Harris has applied what he’s learned in class to his own projects outside of school. “I coded a fashion clothing website where you can buy, sell, and trade products,” he said. “Basic web design I learned in the class, like HTML, helped me produce the website for myself and my product.”

Harris plans to pursue his interest in Computer Science by going into the clothing industry after he graduates. He credits the class with helping him discover his interest in web design and coding.

“I had an idea for what I wanted to do in life, but I didn’t really know what career path I wanted to take or what paths were even available,” he said. “Mr. Oliva goes out and finds people within the computer science industry to talk to us and help us learn more about the industry.”

Harris says there’s value in taking a Computer Science course even if you don’t have experience with coding. “I would highly recommend it,” he said. “It’s good for problem-solving and thinking outside of the box. It’s good for the mind and is easy to apply to the real world.”

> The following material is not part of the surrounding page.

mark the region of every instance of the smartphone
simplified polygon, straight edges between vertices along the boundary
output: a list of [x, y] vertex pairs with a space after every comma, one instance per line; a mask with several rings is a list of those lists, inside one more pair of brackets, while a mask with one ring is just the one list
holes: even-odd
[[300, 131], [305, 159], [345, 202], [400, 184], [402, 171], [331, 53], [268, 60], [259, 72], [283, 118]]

Harris recalls the most interesting thing he’s designed in Computer Science. “When we were learning software and hardware, we had to come up with a concept idea. My concept was a Bluetooth belt that could project music through a built-in speaker, based on the Mermaid Man belt from SpongeBob,” he said. “I wanted to be able to change the color of the logo of the belt, so I looked into how the software and hardware would work, how it would look, what materials I would use. It was a very fun and memorable project.”

Harris says his favorite thing about the class is the freedom it gives to students. “That’s the fun part of it. You have creative freedom with any project you do,” he said. “It’s not like other classes where you have to stick to this and you have to make that. For example, you have to make an app, but it could be whatever you want and you have a month to finish it. You can finish it in a week, or build up upon it, or finish it and go back and make changes. It’s entirely up to you.”

Students are required to take one year of life science (biology), and one year of physical science (physics, chemistry). However, Computer Science can satisfy a third year of science that many colleges are looking for. “Take computer science,” Harris said. “Especially with the world we’re growing into, technology skills are going to help you more than ever.”

Sophomore Philip Kim’s app filters the top songs on Spotify from around the world. This project, called a Performance Task, will eventually be submitted to College Board for part of his AP Computer Science Principles score.